Tuchel reconheceu o profundo impacto emocional da derrota. "Temos de viver com isto, por isso é a nossa dor, a minha dor e a dor dos jogadores", explicou o treinador alemão. "É a nossa cicatriz que carregamos agora." No entanto, ele também exigiu resiliência do seu plantel, insistindo que eles devem usar o contratempo para impulsionar uma forte reação no sábado. A Inglaterra não levanta o troféu do Campeonato do Mundo desde 1966 e nunca ganhou uma medalha de bronze, tendo perdido as suas duas aparições anteriores no terceiro lugar para a Itália em 1990 e para a Bélgica em 2018.
Para a França, as apostas são completamente diferentes. Sábado marca o fim de uma era. Didier Deschamps vai treinar a seleção francesa pela última vez, encerrando um notável período de 14 anos. Ao longo da sua carreira, Deschamps orientou a França em 26 jogos do Campeonato do Mundo, estabelecendo um recorde para qualquer treinador na história do torneio. Sob a sua liderança, a nação ganhou o título em 2018 e terminou como vice-campeã em 2022.
Os seus jogadores estão determinados a despedi-lo com uma vitória, mesmo após a sua própria derrota por 2-0 nas meias-finais contra a Espanha. O defesa francês Ibrahima Konaté, que joga pelo Real Madrid, capturou perfeitamente as emoções mistas da equipa.
"Nenhum de nós queria jogar neste jogo pelo terceiro lugar", admitiu Konaté. "Mas não temos escolha senão jogar." Ele acrescentou que a equipa sente uma profunda obrigação para com o seu treinador que se vai embora. "Queremos retribuir ao nosso treinador.

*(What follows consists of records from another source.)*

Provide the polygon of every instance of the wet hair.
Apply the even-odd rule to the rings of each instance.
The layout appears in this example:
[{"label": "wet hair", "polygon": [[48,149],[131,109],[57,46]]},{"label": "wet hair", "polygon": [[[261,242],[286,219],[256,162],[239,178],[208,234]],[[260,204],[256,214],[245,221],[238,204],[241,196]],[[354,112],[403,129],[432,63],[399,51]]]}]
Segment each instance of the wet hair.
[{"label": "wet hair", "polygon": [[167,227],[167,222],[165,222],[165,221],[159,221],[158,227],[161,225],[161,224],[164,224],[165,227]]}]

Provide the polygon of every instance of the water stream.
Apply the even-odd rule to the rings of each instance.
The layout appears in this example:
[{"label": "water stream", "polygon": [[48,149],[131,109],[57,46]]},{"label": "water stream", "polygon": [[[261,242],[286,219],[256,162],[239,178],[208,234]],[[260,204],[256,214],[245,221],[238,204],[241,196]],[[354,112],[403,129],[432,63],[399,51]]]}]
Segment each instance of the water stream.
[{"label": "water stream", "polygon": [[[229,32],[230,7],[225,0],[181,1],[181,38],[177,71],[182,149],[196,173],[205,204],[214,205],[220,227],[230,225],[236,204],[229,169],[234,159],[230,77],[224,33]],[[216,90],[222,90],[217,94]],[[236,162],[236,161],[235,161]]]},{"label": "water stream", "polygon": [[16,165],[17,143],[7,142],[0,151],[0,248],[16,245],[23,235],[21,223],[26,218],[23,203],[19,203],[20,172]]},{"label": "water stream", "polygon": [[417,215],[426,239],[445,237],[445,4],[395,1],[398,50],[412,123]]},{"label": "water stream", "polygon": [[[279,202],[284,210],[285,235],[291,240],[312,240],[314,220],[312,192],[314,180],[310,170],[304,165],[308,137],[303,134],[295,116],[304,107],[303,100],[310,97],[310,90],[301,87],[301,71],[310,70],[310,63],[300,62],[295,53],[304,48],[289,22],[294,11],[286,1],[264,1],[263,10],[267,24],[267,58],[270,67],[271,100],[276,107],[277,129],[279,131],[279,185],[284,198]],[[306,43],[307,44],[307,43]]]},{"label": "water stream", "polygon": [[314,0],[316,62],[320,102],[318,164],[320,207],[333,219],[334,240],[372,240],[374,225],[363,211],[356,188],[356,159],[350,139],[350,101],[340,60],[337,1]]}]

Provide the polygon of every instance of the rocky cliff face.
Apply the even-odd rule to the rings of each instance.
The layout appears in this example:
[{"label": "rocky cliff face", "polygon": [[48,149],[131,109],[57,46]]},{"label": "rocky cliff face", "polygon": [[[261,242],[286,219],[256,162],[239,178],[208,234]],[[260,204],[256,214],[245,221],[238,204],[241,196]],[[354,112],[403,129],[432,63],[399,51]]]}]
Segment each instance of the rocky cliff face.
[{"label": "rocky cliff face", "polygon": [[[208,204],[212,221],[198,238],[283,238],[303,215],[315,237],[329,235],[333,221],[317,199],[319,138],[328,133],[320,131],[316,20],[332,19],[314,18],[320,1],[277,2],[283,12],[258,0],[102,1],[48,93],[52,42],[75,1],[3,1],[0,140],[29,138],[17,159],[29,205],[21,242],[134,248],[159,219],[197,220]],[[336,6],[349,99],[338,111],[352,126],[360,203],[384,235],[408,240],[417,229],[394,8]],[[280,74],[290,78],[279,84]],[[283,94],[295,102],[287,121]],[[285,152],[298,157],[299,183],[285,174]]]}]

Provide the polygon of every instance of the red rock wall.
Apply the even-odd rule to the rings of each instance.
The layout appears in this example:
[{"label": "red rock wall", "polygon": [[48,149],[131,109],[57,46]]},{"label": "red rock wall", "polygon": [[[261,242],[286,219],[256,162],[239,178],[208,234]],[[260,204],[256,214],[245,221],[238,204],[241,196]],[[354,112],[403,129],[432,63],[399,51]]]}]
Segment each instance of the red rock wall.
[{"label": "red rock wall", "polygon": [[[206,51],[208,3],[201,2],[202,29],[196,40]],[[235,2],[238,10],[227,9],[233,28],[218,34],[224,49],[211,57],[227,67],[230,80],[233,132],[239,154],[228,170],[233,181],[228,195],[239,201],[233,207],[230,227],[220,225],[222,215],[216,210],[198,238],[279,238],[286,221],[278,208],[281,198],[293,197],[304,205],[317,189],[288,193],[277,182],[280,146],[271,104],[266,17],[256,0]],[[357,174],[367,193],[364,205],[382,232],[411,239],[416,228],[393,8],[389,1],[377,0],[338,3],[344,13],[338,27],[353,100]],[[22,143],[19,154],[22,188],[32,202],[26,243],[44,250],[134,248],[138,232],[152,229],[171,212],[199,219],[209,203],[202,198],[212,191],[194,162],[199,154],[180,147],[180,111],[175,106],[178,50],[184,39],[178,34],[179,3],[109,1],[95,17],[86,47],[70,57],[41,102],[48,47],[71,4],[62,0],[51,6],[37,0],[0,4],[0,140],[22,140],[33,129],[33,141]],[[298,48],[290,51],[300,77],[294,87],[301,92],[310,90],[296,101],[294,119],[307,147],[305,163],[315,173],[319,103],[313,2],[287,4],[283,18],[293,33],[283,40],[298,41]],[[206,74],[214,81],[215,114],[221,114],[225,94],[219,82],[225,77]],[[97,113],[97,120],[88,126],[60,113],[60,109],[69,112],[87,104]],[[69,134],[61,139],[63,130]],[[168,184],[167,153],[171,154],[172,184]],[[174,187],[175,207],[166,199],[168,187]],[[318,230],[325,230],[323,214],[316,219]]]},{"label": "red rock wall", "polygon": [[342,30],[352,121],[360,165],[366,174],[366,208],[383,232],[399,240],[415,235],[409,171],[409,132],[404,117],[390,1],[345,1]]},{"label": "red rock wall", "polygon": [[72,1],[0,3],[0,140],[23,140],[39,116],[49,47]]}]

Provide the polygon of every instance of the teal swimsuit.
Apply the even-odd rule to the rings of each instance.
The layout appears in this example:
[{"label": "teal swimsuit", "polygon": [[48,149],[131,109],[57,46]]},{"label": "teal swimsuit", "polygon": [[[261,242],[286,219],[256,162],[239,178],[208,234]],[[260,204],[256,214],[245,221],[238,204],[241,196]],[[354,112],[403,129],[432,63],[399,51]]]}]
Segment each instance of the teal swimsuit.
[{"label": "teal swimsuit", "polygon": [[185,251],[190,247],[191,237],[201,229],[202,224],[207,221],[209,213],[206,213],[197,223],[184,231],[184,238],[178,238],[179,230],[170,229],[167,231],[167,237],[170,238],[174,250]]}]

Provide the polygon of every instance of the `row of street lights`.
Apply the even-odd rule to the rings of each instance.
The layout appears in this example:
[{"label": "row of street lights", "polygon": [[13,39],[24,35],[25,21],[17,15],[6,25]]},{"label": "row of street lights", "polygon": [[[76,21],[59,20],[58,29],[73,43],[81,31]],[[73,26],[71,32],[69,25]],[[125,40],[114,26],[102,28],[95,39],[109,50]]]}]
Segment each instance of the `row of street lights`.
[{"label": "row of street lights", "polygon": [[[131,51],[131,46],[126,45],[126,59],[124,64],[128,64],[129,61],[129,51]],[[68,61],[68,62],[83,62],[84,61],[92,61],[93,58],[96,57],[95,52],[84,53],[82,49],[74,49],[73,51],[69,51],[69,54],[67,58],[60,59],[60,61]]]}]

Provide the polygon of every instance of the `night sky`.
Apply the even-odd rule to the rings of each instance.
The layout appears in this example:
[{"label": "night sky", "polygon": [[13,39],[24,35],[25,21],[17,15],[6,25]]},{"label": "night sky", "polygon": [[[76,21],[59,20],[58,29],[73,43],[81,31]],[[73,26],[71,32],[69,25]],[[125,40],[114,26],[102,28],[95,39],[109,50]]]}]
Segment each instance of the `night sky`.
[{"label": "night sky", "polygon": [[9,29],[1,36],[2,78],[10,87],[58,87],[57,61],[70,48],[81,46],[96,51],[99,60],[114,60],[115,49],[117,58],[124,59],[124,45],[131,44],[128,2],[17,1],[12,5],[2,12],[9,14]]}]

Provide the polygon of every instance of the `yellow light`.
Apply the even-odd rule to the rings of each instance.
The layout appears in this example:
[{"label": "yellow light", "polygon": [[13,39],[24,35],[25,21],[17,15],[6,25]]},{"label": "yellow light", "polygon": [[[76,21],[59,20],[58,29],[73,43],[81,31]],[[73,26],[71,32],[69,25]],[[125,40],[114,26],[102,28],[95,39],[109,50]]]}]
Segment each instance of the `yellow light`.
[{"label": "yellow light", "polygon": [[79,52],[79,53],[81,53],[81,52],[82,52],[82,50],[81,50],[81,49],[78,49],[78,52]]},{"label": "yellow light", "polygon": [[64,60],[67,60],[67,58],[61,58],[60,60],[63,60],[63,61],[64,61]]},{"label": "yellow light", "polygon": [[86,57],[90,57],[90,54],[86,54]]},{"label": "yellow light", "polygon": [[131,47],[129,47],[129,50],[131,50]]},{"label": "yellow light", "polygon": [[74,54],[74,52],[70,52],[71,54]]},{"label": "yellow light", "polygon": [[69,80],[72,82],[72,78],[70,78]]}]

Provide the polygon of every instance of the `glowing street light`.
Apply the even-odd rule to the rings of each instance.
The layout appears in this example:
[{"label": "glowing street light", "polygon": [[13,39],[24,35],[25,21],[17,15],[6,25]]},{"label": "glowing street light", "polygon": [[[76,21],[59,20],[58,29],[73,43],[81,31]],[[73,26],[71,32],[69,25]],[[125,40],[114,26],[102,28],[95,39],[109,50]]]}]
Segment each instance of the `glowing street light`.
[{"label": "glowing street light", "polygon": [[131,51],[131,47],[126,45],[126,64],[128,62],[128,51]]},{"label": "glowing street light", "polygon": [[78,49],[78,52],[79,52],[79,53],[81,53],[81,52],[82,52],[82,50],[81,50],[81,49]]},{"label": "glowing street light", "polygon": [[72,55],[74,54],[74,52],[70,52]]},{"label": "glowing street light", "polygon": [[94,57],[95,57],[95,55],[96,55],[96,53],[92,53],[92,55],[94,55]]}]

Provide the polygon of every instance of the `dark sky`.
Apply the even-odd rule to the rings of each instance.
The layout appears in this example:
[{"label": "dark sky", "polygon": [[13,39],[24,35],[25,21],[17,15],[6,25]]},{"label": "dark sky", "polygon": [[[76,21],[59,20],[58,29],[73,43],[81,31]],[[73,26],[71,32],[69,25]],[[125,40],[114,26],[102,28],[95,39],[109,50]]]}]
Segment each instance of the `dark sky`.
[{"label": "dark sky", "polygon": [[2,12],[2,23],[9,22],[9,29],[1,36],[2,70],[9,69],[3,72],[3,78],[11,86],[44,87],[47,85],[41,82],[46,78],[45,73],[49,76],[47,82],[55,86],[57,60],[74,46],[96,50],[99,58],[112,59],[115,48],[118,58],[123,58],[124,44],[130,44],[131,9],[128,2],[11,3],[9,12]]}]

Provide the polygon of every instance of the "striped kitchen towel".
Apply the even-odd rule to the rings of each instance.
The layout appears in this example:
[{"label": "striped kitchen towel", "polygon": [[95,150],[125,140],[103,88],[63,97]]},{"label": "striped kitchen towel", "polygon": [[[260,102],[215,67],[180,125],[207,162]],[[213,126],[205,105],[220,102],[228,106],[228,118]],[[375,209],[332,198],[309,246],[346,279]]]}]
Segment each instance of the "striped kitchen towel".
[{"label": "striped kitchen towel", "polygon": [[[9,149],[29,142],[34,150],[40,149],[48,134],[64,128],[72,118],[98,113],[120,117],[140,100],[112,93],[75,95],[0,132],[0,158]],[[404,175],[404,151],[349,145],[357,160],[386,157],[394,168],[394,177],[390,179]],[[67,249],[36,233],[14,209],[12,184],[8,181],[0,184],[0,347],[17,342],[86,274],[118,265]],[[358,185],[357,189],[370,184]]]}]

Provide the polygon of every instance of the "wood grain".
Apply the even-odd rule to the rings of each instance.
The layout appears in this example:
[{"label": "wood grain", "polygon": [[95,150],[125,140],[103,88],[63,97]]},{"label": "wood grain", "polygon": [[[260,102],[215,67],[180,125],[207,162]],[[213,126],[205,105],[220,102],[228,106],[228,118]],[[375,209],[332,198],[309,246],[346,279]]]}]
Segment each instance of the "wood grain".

Ele fez tanto pela equipa de França. Temos de lhe ser gratos por isso e temos de fazer tudo o que pudermos para ganhar este jogo... para conseguir esta medalha de chocolate, esta medalha de bronze."
O próprio Deschamps recusa-se a tratar o jogo de fim de semana levianamente. Ele lembrou aos seus jogadores que vestir a camisola nacional exige retribuir ao país. "Não é um amigável. É um jogo pelo terceiro lugar."

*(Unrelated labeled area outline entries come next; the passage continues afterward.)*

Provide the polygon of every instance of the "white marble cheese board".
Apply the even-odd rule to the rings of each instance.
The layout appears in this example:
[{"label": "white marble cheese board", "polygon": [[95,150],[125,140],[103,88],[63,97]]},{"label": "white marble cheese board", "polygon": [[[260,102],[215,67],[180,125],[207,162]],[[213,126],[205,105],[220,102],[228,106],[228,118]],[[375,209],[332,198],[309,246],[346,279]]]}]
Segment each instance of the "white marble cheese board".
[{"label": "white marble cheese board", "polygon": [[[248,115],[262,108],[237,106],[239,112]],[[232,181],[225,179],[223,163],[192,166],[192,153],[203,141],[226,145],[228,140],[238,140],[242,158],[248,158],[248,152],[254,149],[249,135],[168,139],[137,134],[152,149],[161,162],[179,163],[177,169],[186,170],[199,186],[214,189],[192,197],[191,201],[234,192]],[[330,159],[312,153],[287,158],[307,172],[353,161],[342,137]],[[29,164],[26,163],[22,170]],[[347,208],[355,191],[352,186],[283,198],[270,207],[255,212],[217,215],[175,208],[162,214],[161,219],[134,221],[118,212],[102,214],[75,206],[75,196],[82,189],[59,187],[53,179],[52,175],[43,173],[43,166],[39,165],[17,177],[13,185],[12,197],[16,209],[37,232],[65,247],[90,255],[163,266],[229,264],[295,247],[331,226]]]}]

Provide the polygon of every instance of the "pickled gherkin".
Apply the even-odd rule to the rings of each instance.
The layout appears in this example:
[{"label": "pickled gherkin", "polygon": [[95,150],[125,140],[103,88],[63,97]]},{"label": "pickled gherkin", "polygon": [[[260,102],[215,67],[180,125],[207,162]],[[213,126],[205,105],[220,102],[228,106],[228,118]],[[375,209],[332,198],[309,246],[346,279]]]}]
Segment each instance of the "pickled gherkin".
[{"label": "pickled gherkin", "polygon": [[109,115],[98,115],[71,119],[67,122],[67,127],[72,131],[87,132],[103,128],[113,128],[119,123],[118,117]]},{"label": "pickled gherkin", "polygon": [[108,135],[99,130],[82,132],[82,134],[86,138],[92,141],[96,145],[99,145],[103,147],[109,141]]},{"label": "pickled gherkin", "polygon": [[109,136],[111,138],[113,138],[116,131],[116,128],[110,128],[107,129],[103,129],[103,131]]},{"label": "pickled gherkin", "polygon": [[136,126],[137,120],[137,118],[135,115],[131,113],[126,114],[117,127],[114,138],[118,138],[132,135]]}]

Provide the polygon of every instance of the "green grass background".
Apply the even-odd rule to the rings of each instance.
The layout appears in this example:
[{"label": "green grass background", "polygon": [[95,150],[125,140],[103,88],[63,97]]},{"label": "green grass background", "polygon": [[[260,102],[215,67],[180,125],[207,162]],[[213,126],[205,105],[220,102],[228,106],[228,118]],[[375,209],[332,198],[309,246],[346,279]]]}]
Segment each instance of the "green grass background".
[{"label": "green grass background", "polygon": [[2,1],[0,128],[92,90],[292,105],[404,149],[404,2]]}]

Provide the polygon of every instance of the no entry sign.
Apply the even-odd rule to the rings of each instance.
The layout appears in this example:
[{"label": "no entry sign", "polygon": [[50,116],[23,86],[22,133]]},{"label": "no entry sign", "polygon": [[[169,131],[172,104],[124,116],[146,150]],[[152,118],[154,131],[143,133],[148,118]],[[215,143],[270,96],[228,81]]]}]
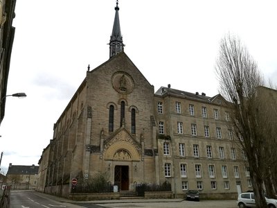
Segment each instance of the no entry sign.
[{"label": "no entry sign", "polygon": [[72,178],[71,180],[71,184],[73,186],[75,186],[77,184],[78,180],[76,178]]}]

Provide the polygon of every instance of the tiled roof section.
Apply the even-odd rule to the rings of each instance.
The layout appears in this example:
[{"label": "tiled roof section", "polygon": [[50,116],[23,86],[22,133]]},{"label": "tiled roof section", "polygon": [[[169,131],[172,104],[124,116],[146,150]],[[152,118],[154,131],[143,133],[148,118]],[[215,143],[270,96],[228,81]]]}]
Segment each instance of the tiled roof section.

Quando o árbitro Jesus Valenzuela apitar às 17h00, hora do Leste, os adeptos assistirão ao quarto confronto do Campeonato do Mundo entre estes rivais históricos. A Inglaterra conquistou vitórias nos seus encontros da fase de grupos em 1966 e 1982, enquanto a França garantiu uma vitória por 2-1 durante os quartos de final de 2022 no Qatar. A Inglaterra pode sentir um ligeiro conforto ao regressar ao Estádio de Miami, onde anteriormente derrotou a Noruega por 2-1 nos quartos de final deste ano.
Para além do orgulho da equipa, vários jogadores perseguem a glória individual. O capitão francês Kylian Mbappé entra no fim de semana com oito golos, igualando Lionel Messi na corrida pela Bota de Ouro do torneio. Entretanto, as estrelas inglesas Harry Kane e Jude Bellingham permanecem perto, com seis golos cada. O médio francês Michael Olise também tem um marco pessoal a proteger, pois lidera atualmente todo o torneio com cinco assistências.
Enquanto Espanha e Argentina se preparam para a final de domingo, França e Inglaterra têm de encontrar energia para uma última batalha. Uma vitória para a França garantiria o seu sétimo pódio no Campeonato do Mundo, igualando os totais históricos da Itália e da Argentina. Para a Inglaterra, uma vitória entregaria finalmente uma medalha de bronze após décadas de falhanços. Pode não ser o ouro com que sonharam, mas no mundo do futebol internacional, o orgulho está sempre em jogo.